Pelitakota.id Di tengah hiruk pikuk dunia yang serba materialistis, pernahkah kita merenungkan kembali makna sejati dari kemanusiaan? Charlie Chaplin, sang maestro komedi, mewariskan sebuah kisah yang tak lekang oleh waktu, sebuah potret tentang cinta kasih yang mampu menembus batas ruang dan logika.
Kisah tentang ayahnya yang rela mengorbankan kesenangan pribadi demi membantu keluarga yang kesulitan membeli tiket sirkus adalah tamparan keras bagi egoisme kita. Ayahnya, dengan kecerdasan emosional yang luar biasa, memberikan uangnya tanpa pamrih, menciptakan momen kebahagiaan yang lebih berharga dari sekadar tontonan sirkus. Hal ini selaras dengan peribahasa Jawa, “Sepi ing pamrih, rame ing gawe,” yang berarti melakukan sesuatu tanpa mengharapkan imbalan, tetapi fokus pada tindakan nyata. Seperti yang tertulis dalam Alkitab, “Janganlah kita jemu-jemu berbuat baik, karena apabila sudah datang waktunya, kita akan menuai, jika kita tidak menjadi lemah.” (Galatia 6:9)
Artikel ini bukan sekadar cerita inspiratif, melainkan ajakan untuk melakukan introspeksi diri. Cinta kasih bukanlah sekadar kata-kata manis atau janji-janji palsu, melainkan tindakan nyata yang mampu mengubah hidup seseorang. Ia adalah bahasa universal yang mampu menyentuh hati mereka yang terpinggirkan, didengar oleh mereka yang terabaikan, dan menjadi kekuatan bagi mereka yang kehilangan harapan. Seperti “Hadé gogog hadé tagog,” (Baik perkataan, baik pula perbuatan), peribahasa Sunda mengingatkan kita bahwa perkataan harus selaras dengan tindakan. “Demikian juga halnya dengan iman: Jika iman itu tidak disertai perbuatan, maka iman itu pada hakekatnya adalah mati.” (Yakobus 2:17)
Filosofi hidup yang terkandung dalam kisah Chaplin sangatlah relevan dengan realitas saat ini. Kita seringkali terjebak dalam rutinitas yang membosankan, melupakan esensi dari kemanusiaan. Padahal, kebahagiaan sejati terletak pada kemampuan kita untuk berbagi, memberi, dan mencintai tanpa syarat. “Memayu hayuning bawana,” (Memelihara keselamatan dunia), peribahasa Jawa ini mengajak kita untuk berkontribusi positif bagi lingkungan dan masyarakat. “Hendaklah kamu murah hati, sama seperti Bapamu adalah murah hati.” (Lukas 6:36)
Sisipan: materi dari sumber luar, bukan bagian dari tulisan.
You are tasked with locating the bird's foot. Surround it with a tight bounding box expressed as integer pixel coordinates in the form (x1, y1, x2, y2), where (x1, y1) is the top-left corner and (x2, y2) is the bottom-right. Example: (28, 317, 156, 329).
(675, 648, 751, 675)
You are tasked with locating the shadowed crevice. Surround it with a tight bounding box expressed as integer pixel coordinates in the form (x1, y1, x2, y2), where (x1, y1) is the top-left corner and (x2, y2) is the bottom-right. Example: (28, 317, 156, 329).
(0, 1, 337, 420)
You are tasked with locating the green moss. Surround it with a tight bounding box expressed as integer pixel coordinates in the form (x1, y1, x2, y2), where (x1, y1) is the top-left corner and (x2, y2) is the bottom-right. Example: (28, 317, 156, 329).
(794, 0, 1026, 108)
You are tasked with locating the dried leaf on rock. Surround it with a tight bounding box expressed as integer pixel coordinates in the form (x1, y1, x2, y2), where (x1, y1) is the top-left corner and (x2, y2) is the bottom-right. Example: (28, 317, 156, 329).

Mari kita belajar dari Chaplin untuk menjadi agen perubahan di lingkungan sekitar kita. Berikan senyuman tulus kepada orang asing, ulurkan tangan kepada mereka yang membutuhkan, dan dengarkan dengan penuh perhatian keluh kesah teman. Setiap tindakan kecil yang dilandasi cinta kasih akan menciptakan efek domino yang positif, mengubah dunia menjadi tempat yang lebih baik. “Sacangreud pageuh, sagolek pangkek,” (Sesuatu yang dipegang teguh akan memberikan hasil yang baik), peribahasa Sunda ini menekankan pentingnya konsistensi dalam berbuat kebaikan. “Dalam segala sesuatu telah kuberikan contoh kepada kamu, bahwa dengan bekerja demikian kita harus membantu orang-orang yang lemah dan harus mengingat perkataan Tuhan Yesus, sebab Ia sendiri telah mengatakan: Adalah lebih berbahagia memberi dari pada menerima.” (Kisah Para Rasul 20:35)
Selamat pagi! Mari kita mulai hari ini dengan membuka mata hati dan menebarkan cinta kasih di setiap langkah kita. Jadilah manusia yang seutuhnya, bukan sekadar makhluk konsumtif yang hanya memikirkan diri sendiri. Sentuhan Chaplin adalah pengingat bahwa cinta kasih adalah bahasa yang lebih lantang dari kata-kata, dan ia mampu mengubah dunia menjadi lebih indah.